Install the file system SDK

更新时间:
复制 MD 格式

This topic explains how to install and use the file system SDK for Apsara File Storage for HDFS.

Prerequisites

  • You have created an Apsara File Storage for HDFS file system and added a mount target. For more information, see Create a file system and Add a mount target.

  • Your ECS instance must have JDK 1.8 or later installed.

Background

This topic demonstrates how to use the file system SDK with hadoop-mapreduce-examples. In this example, MapReduce runs in pseudo-distributed mode. For more information about the pseudo-distributed mode for MapReduce, see the Apache Hadoop documentation.

Configure Hadoop

This section explains how to configure Hadoop, using version 2.7.2 as an example.

  1. Download Hadoop. We recommend using version 2.7.2 or later.

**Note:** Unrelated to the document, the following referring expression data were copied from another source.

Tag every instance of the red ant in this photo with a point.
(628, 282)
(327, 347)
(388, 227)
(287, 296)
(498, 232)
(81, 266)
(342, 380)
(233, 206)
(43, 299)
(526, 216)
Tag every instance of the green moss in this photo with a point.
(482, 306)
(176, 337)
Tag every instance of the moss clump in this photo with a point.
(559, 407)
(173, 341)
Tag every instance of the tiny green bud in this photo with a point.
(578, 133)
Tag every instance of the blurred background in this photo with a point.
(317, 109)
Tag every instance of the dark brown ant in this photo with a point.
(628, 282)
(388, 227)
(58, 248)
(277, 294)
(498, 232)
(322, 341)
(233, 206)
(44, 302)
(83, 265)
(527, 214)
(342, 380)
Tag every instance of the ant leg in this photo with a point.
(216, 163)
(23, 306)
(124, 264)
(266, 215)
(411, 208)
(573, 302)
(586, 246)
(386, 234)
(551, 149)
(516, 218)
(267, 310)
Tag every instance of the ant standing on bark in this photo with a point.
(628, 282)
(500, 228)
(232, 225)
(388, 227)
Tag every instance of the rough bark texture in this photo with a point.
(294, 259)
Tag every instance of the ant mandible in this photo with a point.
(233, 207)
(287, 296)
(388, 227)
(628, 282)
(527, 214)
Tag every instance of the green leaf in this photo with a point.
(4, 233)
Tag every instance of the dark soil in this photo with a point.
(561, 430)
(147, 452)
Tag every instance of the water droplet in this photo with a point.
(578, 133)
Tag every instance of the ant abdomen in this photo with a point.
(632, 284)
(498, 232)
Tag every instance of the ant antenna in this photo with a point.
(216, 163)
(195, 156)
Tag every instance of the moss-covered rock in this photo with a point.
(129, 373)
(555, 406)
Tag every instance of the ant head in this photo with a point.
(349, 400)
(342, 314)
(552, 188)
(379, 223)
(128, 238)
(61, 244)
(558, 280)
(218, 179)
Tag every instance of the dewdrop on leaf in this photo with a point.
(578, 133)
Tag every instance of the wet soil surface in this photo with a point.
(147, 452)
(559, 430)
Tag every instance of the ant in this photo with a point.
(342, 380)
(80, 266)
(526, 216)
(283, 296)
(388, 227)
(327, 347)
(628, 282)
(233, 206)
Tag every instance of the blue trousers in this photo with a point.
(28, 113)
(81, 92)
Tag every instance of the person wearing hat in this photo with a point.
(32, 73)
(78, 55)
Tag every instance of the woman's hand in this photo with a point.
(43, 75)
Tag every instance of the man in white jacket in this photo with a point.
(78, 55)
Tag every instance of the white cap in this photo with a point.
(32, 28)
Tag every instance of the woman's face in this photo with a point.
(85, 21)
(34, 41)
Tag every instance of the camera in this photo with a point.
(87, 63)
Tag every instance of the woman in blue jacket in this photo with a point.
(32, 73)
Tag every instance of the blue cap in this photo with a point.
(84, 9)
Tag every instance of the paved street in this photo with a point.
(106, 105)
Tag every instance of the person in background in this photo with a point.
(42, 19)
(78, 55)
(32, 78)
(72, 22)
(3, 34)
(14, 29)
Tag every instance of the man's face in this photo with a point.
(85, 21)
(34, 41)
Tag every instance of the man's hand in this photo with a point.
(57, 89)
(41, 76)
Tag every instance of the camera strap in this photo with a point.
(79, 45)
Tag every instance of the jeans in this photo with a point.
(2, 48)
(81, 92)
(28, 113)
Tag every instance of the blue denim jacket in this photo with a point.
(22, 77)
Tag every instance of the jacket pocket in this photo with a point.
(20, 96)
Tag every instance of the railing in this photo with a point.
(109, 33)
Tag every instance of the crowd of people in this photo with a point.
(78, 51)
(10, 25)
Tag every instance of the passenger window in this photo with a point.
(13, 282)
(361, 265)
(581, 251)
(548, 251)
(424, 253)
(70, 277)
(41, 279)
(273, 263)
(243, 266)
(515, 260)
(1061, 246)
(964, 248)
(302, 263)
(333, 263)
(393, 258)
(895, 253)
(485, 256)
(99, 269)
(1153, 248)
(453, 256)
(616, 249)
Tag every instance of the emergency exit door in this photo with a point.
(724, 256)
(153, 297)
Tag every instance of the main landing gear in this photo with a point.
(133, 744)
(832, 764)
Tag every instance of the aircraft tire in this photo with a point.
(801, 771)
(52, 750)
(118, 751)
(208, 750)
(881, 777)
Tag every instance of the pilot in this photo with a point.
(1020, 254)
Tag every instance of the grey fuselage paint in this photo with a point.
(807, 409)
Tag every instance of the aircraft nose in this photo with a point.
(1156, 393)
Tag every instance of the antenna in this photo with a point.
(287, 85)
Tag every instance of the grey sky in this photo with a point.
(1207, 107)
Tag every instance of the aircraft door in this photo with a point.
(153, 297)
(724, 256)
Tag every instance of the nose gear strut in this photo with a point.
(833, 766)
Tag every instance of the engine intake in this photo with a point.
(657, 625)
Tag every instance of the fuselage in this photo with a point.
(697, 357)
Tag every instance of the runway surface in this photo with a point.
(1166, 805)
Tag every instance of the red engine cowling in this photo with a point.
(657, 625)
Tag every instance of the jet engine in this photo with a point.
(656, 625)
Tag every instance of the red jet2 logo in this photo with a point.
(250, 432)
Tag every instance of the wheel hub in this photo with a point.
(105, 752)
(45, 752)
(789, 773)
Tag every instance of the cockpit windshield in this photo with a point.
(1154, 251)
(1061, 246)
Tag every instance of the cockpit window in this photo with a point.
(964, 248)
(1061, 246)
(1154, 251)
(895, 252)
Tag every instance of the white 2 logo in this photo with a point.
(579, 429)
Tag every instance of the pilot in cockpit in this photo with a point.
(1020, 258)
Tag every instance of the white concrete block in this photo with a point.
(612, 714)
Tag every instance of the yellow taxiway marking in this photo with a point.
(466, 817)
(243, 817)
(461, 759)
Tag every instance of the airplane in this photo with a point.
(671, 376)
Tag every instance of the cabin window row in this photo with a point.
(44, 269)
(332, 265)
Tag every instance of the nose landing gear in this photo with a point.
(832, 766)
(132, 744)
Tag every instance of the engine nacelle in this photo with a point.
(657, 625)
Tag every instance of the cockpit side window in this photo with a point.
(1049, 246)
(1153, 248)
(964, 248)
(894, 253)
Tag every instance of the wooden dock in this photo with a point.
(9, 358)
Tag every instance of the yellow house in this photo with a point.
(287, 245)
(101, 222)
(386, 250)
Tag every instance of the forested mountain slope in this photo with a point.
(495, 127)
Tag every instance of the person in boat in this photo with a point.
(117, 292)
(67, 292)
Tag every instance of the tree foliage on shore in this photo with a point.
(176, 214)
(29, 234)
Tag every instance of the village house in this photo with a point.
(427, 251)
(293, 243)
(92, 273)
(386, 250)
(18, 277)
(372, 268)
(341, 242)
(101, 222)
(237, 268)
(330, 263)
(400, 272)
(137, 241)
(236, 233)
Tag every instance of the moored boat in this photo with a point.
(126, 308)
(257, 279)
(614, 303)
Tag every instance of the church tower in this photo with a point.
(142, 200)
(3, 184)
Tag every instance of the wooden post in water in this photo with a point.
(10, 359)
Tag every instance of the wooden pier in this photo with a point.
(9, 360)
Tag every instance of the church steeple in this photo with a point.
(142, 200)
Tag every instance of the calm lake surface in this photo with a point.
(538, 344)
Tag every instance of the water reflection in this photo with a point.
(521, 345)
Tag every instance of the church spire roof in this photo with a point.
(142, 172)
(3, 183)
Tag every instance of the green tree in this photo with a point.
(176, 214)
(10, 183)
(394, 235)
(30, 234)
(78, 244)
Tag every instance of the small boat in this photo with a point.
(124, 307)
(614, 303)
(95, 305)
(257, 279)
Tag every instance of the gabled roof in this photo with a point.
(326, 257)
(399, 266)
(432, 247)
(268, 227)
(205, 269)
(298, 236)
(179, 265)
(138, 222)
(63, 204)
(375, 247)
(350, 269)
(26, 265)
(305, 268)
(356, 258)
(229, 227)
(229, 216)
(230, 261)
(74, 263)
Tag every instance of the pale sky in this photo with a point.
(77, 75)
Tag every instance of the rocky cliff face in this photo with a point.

  2. Run the following command to decompress the Hadoop package.

    tar -zxf hadoop-2.7.2.tar.gz
  3. Run the following command to set the Hadoop environment variable.

    export HADOOP_HOME=yourWorkingDir/hadoop-2.7.2
  4. Run the cd hadoop-2.7.2 command to change to the Hadoop directory.

  5. Configure the hadoop-env.sh file.

    1. Open the hadoop-env.sh file.

      vim etc/hadoop/hadoop-env.sh
    2. Configure JAVA_HOME.

      # Replace ${JAVA_HOME} with the path to the Java JDK on your ECS instance.
      export JAVA_HOME=${JAVA_HOME}
  6. Configure the core-site.xml file by modifying the required content in the core-site.xml file.

    1. Run the following command to open the core-site.xml file.

      vim etc/hadoop/core-site.xml
    2. In the core-site.xml file, add the following configuration.

      <property>
           <name>fs.defaultFS</name>
           <value>dfs://f-xxxx.cn-xxxxx.dfs.aliyuncs.com:10290</value>
      </property>
      <property>
           <name>fs.dfs.impl</name>
           <value>com.alibaba.dfs.DistributedFileSystem</value>
      </property>
      <property>
           <name>fs.AbstractFileSystem.dfs.impl</name>
           <value>com.alibaba.dfs.DFS</value>
      </property>
      Note
      • f-xxxx.cn-xxxxx.dfs.aliyuncs.com is a placeholder for the mount address of an Apsara File Storage for HDFS file system. Replace it with your mount address. On the details page of the HDFS file system, click the Mount Targets tab and find the address in the Mount Address column. The address format is similar to xxx.cn-hangzhou.dfs.aliyuncs.com. This address is used for the file system configuration in the core-site.xml file.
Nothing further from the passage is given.